Come ridurre i fermi macchina non pianificati nell’industria alimentare

Categoria: Gestione impianti
Autore: Giuseppe
Tempo di lettura: circa 7 minuti


Nei miei anni come responsabile della manutenzione in un’azienda dolciaria, ho imparato una cosa a spese della produzione: il fermo macchina non pianificato è il nemico più costoso che esiste in un’azienda alimentare.

Non è il guasto in sé il problema più grande. È quello che succede dopo: la produzione si ferma, i turni slittano, i clienti attendono, e tu sei al telefono con il fornitore che ti dice che il tecnico può venire tra tre giorni. Tre giorni.

Ho vissuto situazioni del genere più volte. E ho imparato che spesso si potevano evitare — o almeno ridurre drasticamente i tempi di fermo.

Le cinque cause principali di fermo non pianificato

Nella mia esperienza, la grande maggioranza dei fermi non pianificati deriva da queste cinque cause:

1. Mancanza di manutenzione preventiva
La macchina non viene ispezionata regolarmente. I componenti si usurano senza che nessuno se ne accorga. Poi si rompono nel momento peggiore.
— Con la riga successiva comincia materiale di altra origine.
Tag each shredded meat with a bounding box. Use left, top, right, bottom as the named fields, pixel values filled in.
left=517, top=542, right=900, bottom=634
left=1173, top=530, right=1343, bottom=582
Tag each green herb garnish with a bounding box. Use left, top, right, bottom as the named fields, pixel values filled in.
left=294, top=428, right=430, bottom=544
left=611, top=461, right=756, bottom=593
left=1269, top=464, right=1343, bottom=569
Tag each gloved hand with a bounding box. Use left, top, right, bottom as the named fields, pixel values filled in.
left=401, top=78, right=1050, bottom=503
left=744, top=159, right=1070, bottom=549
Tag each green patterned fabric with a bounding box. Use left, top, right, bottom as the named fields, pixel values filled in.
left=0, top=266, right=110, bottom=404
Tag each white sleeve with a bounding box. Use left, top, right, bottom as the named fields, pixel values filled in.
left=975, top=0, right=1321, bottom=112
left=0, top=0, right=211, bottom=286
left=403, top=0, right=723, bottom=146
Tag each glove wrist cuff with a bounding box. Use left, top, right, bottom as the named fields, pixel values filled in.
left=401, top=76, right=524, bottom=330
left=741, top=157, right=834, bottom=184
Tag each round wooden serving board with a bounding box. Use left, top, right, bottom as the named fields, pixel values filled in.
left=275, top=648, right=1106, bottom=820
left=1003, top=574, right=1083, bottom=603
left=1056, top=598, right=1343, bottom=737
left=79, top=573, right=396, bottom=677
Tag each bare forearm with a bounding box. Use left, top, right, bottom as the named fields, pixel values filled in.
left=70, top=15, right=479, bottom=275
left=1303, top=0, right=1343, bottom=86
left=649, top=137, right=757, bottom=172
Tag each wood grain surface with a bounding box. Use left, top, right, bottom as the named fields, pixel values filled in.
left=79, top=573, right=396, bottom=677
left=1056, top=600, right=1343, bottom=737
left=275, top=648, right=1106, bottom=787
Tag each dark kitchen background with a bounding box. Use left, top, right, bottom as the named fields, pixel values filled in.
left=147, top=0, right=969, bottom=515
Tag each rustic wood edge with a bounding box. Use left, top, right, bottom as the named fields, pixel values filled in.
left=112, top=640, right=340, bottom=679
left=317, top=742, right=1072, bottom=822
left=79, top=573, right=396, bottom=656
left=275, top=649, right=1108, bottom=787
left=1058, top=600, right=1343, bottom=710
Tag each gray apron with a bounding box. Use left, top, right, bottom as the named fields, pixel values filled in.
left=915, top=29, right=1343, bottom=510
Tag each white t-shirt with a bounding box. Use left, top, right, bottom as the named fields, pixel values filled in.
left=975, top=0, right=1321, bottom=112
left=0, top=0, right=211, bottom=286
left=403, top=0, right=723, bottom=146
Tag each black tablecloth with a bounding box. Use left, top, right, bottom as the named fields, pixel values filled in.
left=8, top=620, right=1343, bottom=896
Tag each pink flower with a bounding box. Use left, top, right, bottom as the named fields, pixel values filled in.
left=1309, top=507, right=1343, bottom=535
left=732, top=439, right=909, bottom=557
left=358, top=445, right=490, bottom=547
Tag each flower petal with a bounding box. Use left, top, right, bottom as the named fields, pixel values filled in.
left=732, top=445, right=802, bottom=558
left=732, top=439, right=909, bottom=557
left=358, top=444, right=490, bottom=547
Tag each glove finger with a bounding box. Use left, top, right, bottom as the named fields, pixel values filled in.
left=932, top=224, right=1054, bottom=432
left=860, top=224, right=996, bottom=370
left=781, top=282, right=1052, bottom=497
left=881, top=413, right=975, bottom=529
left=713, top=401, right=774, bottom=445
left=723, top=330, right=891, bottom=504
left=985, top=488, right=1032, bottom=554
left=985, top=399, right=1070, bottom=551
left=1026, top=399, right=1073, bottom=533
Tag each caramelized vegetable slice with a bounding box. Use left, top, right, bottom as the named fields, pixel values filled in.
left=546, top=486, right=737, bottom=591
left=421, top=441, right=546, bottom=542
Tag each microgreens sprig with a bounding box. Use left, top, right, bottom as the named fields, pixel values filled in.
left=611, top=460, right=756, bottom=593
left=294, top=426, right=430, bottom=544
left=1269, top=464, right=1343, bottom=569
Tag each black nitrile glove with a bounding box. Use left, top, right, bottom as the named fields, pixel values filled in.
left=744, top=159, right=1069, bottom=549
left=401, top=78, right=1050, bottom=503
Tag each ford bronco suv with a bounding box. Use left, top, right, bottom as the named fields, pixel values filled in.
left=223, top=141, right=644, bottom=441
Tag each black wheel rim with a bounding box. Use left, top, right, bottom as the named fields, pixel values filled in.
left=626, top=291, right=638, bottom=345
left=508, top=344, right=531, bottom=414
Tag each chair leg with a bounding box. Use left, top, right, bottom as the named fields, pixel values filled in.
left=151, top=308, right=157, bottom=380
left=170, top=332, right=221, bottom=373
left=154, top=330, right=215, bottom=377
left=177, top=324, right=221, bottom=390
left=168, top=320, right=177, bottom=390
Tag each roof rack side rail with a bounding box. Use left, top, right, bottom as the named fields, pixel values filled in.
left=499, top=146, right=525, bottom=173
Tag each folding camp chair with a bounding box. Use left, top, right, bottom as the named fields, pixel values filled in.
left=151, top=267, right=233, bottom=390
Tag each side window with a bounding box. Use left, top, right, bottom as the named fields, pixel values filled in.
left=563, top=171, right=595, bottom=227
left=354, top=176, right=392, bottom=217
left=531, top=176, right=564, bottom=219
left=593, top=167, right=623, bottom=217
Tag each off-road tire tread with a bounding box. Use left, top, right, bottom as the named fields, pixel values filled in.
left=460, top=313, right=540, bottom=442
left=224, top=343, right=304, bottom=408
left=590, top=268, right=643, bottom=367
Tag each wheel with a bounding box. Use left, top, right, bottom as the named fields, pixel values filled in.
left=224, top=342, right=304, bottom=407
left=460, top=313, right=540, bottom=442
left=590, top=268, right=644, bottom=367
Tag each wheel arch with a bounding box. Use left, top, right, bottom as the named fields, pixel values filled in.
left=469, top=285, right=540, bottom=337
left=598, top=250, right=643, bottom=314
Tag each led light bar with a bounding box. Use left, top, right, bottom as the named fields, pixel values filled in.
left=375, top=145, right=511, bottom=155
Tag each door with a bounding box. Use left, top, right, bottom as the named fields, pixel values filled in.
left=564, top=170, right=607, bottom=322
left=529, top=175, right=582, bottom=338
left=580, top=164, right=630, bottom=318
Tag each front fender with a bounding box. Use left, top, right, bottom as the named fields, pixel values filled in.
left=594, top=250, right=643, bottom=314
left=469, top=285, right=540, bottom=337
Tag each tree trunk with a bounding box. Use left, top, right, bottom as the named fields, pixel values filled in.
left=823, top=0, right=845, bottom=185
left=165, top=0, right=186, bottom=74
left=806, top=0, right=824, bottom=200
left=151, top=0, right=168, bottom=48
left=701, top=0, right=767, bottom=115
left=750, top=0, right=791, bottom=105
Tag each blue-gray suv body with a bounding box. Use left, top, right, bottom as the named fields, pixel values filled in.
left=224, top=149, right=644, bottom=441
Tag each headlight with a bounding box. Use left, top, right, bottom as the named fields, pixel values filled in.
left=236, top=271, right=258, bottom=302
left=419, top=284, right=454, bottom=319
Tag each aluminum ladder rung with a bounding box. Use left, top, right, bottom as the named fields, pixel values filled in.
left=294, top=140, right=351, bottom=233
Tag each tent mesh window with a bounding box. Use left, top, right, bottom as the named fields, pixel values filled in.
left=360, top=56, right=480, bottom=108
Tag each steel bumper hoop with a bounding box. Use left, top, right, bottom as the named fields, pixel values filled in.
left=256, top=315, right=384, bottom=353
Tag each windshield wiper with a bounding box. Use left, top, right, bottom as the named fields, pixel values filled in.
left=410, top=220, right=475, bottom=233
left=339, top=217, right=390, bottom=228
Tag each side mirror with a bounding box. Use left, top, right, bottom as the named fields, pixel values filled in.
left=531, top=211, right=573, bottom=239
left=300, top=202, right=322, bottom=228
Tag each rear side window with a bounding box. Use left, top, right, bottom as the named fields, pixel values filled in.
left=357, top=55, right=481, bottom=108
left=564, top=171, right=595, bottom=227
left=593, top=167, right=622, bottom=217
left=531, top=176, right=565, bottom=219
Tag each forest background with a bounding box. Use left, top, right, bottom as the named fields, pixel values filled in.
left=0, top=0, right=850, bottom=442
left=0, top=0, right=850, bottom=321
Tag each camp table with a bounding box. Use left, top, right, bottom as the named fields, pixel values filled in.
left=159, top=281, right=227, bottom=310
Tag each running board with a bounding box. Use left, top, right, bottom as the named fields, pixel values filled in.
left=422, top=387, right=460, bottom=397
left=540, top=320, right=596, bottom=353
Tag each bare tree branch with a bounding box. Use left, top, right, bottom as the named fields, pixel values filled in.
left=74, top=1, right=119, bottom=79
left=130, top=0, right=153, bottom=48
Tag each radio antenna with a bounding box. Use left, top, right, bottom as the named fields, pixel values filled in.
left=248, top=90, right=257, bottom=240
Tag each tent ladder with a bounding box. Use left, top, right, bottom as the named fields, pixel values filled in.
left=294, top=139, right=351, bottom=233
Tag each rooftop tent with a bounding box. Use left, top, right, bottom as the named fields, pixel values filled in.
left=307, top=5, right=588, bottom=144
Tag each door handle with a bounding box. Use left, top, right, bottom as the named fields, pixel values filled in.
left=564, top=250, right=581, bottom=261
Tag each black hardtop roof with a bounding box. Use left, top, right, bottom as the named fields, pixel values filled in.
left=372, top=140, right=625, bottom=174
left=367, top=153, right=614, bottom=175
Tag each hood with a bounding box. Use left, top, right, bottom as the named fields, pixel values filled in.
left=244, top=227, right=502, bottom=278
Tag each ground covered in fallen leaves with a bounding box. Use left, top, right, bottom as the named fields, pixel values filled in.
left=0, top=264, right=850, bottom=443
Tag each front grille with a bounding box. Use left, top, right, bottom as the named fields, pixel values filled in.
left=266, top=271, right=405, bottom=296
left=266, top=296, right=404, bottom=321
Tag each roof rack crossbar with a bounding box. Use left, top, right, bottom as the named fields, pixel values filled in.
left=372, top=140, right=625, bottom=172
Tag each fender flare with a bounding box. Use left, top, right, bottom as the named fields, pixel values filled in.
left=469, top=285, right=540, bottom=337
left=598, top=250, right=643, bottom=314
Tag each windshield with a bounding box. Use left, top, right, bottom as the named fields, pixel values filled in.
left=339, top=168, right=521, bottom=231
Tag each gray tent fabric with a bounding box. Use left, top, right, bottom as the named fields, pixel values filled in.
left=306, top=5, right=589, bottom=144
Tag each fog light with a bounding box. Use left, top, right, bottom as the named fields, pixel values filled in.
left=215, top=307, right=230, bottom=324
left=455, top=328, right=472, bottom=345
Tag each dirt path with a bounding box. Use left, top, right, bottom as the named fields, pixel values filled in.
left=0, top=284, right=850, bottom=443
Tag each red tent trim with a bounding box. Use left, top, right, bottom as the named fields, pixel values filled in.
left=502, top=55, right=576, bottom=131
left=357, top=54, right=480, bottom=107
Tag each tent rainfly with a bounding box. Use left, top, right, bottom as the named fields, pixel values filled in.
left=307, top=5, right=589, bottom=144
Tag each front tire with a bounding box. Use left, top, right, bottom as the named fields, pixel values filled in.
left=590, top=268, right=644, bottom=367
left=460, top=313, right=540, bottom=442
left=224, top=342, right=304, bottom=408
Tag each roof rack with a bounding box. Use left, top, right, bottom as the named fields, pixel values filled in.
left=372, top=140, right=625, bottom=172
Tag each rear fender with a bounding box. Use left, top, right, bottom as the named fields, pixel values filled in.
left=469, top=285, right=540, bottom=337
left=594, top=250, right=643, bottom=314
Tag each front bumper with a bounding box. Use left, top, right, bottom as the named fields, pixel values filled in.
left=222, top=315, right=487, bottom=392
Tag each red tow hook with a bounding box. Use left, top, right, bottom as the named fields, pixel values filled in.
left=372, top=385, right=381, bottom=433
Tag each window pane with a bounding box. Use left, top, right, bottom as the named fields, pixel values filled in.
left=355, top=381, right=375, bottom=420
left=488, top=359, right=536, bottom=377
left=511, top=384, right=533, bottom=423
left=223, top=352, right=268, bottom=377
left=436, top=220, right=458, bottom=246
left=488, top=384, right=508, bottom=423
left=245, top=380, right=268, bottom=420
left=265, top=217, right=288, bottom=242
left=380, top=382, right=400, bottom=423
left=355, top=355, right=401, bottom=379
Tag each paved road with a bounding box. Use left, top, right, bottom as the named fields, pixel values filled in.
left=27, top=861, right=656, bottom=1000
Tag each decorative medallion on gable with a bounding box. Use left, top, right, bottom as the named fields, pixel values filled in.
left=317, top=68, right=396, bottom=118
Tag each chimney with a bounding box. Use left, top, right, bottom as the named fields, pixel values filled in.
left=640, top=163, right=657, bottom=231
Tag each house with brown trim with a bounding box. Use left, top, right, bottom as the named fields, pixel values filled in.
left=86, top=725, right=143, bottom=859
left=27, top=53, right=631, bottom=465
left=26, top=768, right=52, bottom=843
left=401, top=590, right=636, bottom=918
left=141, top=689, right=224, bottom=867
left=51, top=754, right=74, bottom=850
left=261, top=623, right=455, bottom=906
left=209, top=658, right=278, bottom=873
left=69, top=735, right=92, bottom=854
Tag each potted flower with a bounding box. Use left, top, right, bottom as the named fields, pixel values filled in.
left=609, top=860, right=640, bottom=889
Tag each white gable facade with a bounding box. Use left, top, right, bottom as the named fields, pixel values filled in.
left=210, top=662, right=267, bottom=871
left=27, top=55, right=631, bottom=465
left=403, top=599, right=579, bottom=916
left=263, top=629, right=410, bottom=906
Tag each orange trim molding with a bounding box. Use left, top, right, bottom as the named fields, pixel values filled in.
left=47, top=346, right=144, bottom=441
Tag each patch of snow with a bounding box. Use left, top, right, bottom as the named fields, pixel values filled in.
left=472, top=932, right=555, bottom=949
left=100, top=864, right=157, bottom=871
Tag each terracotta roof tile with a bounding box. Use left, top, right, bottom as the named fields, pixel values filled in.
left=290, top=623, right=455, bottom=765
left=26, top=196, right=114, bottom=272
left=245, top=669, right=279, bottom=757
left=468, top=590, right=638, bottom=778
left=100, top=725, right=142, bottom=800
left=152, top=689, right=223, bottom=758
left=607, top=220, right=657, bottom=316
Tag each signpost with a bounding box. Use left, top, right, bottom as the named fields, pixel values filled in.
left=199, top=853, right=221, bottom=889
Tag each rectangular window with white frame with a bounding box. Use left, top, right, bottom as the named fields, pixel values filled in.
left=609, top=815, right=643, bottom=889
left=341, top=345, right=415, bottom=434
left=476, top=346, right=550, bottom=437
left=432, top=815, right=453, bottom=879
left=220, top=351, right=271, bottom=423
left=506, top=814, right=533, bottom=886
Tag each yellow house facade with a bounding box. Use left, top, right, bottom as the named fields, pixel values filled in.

2. Magazzino ricambi inadeguato
Il ricambio giusto non c’è. Si ordina. Si aspetta. La macchina resta ferma.

3. Nessuna storia degli interventi
Non si sa quando è stato fatto l’ultimo intervento, cosa è stato sostituito, quale problema c’era. Ogni guasto si affronta come se fosse il primo.

4. Personale non formato
Chi usa la macchina non sa riconoscere i segnali di allarme. Un rumore strano, una vibrazione anomala, un surriscaldamento — ignorati perché “la macchina va ancora”.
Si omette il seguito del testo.